I didn’t think overwriting would happen in my book. I’m a re-writer, not a reviser, so instead of trimming the fat and beveling the edges and picking at each word until it’s perfect, I usually just scrap a scene completely and start over if it’s just not cutting it for me. That strategy’s worked pretty well so far; it’s like losing a document in a computer crash before you’ve saved it, but then the second time around is obviously better than the first now that your brain has had some time to work through it.
Or maybe I just think that’s the case, and I’m actually overwriting this book to death.

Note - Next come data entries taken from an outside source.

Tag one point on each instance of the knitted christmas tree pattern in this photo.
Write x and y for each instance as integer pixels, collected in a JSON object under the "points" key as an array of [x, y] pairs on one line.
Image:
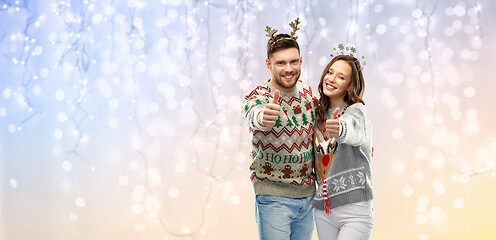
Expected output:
{"points": [[296, 118]]}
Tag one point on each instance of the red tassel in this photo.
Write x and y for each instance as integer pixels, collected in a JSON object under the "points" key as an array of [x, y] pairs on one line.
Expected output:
{"points": [[327, 207]]}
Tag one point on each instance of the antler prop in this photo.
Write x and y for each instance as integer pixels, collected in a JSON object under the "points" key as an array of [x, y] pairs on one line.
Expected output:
{"points": [[270, 33], [294, 25]]}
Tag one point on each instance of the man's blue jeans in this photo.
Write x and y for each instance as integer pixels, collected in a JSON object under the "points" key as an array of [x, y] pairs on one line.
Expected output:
{"points": [[282, 218]]}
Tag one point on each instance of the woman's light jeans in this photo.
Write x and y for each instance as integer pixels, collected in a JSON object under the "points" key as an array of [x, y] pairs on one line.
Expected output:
{"points": [[348, 222], [282, 218]]}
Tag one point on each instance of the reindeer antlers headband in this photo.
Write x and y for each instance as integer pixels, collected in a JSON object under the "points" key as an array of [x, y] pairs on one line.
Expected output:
{"points": [[271, 32]]}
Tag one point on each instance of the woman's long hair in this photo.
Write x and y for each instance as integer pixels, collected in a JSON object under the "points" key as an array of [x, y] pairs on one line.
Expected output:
{"points": [[355, 92]]}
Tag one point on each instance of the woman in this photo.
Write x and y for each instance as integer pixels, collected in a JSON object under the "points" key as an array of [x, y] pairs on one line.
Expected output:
{"points": [[343, 149]]}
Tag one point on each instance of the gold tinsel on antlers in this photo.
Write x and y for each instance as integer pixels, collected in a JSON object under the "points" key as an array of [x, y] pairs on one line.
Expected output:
{"points": [[270, 32]]}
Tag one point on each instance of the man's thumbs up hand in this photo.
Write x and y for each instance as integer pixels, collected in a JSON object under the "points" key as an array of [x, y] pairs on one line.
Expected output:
{"points": [[332, 125], [276, 98], [271, 111]]}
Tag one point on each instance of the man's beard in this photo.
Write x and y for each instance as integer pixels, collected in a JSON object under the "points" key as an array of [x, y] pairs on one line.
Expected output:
{"points": [[279, 80]]}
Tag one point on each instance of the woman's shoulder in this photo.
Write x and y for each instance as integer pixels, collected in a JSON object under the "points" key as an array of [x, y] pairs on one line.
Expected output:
{"points": [[357, 107]]}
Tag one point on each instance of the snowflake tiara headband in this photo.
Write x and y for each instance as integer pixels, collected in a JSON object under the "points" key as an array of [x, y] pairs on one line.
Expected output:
{"points": [[350, 51], [270, 32]]}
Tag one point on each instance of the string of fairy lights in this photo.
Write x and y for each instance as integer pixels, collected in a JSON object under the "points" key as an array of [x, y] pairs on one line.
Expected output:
{"points": [[187, 31]]}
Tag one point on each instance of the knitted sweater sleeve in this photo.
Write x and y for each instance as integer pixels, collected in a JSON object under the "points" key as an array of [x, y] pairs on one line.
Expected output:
{"points": [[253, 104], [356, 127]]}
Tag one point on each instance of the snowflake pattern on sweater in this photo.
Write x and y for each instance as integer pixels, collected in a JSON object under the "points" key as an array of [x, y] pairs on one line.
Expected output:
{"points": [[283, 153]]}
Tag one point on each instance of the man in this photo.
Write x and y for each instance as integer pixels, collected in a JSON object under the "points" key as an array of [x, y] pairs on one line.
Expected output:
{"points": [[281, 114]]}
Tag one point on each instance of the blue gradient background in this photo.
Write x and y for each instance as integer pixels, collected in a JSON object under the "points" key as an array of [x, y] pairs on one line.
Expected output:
{"points": [[122, 119]]}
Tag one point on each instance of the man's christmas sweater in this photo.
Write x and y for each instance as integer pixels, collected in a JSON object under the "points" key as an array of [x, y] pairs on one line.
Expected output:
{"points": [[283, 153]]}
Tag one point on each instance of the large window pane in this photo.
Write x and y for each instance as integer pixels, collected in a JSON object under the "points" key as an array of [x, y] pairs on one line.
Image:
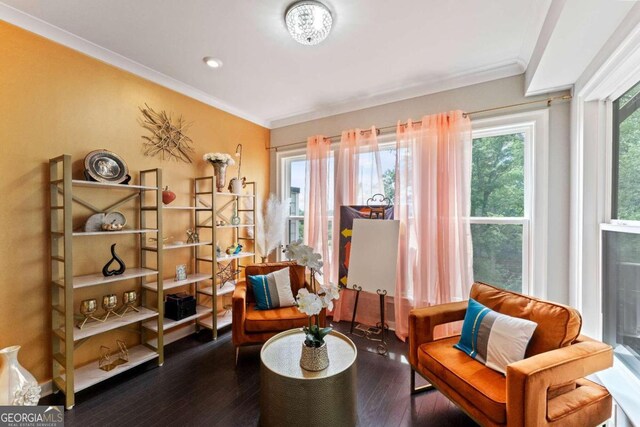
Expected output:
{"points": [[497, 178], [626, 156], [497, 254], [297, 189], [621, 293]]}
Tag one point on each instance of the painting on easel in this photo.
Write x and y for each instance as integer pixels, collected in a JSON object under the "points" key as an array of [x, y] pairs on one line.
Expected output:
{"points": [[347, 215]]}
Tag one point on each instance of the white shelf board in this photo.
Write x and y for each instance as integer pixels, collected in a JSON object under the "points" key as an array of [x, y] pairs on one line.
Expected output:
{"points": [[82, 183], [171, 283], [224, 319], [234, 194], [88, 375], [227, 288], [201, 310], [187, 208], [104, 233], [185, 245], [98, 279], [92, 328], [230, 257]]}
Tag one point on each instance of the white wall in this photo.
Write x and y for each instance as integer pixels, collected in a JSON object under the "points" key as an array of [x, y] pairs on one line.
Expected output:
{"points": [[471, 98]]}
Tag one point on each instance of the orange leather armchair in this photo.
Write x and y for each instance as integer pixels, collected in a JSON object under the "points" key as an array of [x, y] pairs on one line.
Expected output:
{"points": [[547, 388], [251, 326]]}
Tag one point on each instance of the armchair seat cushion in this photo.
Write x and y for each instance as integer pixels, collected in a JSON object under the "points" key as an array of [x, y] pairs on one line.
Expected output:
{"points": [[482, 386], [274, 320]]}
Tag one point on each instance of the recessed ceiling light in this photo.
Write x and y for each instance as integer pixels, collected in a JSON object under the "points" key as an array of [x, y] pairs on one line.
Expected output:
{"points": [[212, 62]]}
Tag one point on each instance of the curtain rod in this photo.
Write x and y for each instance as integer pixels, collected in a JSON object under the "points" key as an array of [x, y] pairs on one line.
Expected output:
{"points": [[548, 101]]}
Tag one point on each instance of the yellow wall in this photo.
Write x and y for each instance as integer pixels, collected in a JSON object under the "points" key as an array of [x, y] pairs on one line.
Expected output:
{"points": [[54, 101]]}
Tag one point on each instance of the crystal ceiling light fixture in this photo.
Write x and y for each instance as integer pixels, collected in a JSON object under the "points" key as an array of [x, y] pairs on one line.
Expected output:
{"points": [[309, 22], [212, 62]]}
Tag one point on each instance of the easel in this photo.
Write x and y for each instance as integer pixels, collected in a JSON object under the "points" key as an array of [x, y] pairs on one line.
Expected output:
{"points": [[378, 205]]}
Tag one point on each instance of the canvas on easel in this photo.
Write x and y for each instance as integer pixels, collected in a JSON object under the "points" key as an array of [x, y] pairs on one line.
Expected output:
{"points": [[372, 266]]}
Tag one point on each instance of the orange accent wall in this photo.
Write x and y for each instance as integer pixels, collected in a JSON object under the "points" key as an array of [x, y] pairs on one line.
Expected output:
{"points": [[53, 101]]}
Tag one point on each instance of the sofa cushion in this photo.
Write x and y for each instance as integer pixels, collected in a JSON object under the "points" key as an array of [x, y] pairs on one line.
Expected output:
{"points": [[494, 339], [558, 325], [275, 320], [482, 386], [272, 290]]}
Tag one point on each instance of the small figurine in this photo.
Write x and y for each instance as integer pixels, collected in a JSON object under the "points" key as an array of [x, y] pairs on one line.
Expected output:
{"points": [[192, 236]]}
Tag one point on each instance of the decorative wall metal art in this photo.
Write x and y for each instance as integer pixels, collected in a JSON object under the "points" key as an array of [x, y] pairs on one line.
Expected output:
{"points": [[106, 166], [114, 258], [168, 137]]}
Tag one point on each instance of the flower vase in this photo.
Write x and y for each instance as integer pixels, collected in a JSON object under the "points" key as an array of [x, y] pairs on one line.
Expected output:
{"points": [[17, 386], [314, 358], [220, 170]]}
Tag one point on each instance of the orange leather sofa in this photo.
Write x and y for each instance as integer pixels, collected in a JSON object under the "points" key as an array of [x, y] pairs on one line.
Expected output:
{"points": [[547, 388], [251, 326]]}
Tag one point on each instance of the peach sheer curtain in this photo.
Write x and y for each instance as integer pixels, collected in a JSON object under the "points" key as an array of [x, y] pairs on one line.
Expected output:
{"points": [[316, 213], [432, 202], [354, 185]]}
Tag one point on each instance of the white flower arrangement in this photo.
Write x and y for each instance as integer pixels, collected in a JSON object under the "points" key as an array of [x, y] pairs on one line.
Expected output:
{"points": [[304, 255], [222, 158], [312, 303]]}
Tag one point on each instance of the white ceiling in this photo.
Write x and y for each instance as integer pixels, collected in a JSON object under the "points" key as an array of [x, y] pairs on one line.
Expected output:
{"points": [[379, 50]]}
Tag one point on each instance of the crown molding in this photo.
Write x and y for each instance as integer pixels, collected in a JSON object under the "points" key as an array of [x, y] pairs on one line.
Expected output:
{"points": [[467, 78], [65, 38]]}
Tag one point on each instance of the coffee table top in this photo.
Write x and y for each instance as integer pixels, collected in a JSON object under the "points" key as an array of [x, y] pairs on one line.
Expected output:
{"points": [[281, 354]]}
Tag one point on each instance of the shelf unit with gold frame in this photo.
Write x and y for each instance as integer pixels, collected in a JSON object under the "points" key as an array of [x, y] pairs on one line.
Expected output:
{"points": [[201, 275], [66, 337], [221, 202]]}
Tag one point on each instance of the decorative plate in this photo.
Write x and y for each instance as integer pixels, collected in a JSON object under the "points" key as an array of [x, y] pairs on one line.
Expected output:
{"points": [[105, 166]]}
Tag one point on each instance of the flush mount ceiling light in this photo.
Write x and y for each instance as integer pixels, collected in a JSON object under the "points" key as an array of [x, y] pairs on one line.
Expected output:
{"points": [[308, 22], [212, 62]]}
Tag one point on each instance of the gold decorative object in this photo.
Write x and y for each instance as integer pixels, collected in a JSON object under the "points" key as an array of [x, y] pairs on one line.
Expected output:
{"points": [[105, 362], [109, 304], [314, 358], [129, 299], [87, 308], [226, 273], [168, 137]]}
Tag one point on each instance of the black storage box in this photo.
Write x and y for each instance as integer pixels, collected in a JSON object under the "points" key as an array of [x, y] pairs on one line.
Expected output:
{"points": [[179, 306]]}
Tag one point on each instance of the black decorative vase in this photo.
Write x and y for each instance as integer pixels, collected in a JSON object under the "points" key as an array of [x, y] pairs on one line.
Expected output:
{"points": [[114, 258]]}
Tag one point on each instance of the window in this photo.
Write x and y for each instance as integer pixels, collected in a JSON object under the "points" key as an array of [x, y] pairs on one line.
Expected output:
{"points": [[505, 209], [295, 169], [625, 195], [500, 221], [620, 239]]}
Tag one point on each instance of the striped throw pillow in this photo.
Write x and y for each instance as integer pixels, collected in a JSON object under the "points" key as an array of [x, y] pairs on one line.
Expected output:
{"points": [[492, 338], [272, 290]]}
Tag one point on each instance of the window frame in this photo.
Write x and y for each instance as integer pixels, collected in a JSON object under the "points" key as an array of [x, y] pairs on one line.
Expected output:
{"points": [[525, 221], [536, 122], [534, 222]]}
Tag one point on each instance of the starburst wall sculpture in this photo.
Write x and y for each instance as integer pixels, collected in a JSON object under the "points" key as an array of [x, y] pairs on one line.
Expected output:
{"points": [[168, 139]]}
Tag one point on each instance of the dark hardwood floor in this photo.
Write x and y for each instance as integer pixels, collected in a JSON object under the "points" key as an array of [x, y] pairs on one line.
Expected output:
{"points": [[199, 386]]}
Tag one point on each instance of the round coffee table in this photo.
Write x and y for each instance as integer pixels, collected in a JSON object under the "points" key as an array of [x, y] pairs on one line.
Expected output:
{"points": [[291, 396]]}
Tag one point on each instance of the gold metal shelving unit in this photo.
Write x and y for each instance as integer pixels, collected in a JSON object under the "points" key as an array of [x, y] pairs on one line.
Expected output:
{"points": [[223, 206], [201, 272], [66, 337]]}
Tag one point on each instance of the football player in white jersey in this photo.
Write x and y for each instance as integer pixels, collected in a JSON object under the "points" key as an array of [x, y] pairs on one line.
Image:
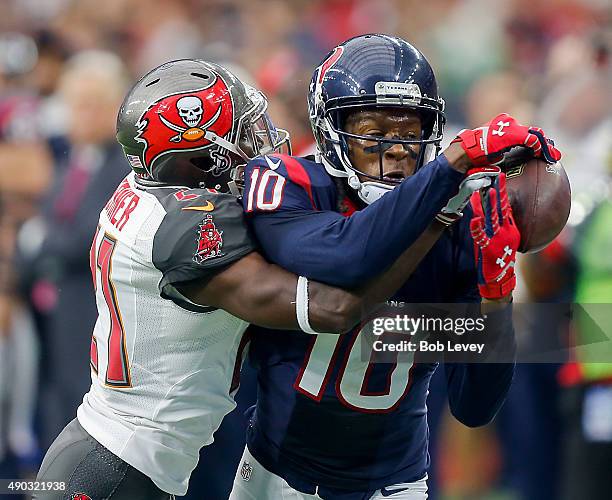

It’s a problem of setup. In this novel, an agonizingly specific set of events need to occur in order to send the two heroes off on their journey, and the difficulty lies in A) introducing the status quo naturally and as quickly as possible, B) getting the order of events right that change the status quo, and C) making the actions of each character leading to the next event completely believable and inevitable. All of this has proven far more complicated than I anticipated when I began planning this novel. As my friend Amber Keyser put it, “It needs to be like a raging river carrying you along, unstoppable.” (Yes, it does make me feel better to know other writers–very talented writers–also struggle with setups.)
So instead of finagling each scene a little when I get feedback from critique partners/writing group/writer friends, I keep starting over. I have three drafts of one character introduction, and not one of those drafts has satisfied everyone.
“I want less,” one person in my critique group said. “I want it to start right when things get interesting.”
Okay. I did that. I chopped everything at the beginning and launched right into the moment my two heroes meet.
“I want more,” another person said. “I want to know a little bit about the boy before we meet him.”
Oh. Well. Okay. That’s pretty different from the other feedback I got, but maybe he’s right–maybe, when I chopped the beginning, I chopped it too close to the scalp. Perhaps I got carried away. But much like trimming a tree, once the branch’s gone, it’s a bit tricky to get it back again.
I tried anyway. I started over at the beginning, wondering: What do readers need to think and feel about this character right away? How can I slip in the status quo and then immediately set it on fire?
I wrote a thing. I didn’t particularly like it or dislike it. It just was, and that should have been my first sign.
I sent it over to one of my critique partners. He wrote back, “It reads like you checked off all the boxes. Introduce this character, this conflict, check, check.”
Frost’s first chapter had lost all heart and feeling and magic. It was soulless.
I’ll not lie; I had a little meltdown right about then. I rifled through my files and pulled out the first version of the whole manuscript, printed out on paper and only half-read. I pored over my first stab at Frost’s intro; and there it was. The magic. It was wordy and long, but there was soul in it. So much soul. I was still new to Frost when I wrote it; I was discovering him, falling in love with him as my hero.
Assembling all three versions–the first go, the chopped second, the mechanical third–I picked what parts I wanted and what parts would go. I’m still cobbling them together in a way that makes sense, while adding, refining, and trimming. I’m not sure if it’s going to work.
But what I’ve decided is this: I’m not going to show it to anyone. I have to just trust my gut on this, and keep moving forward.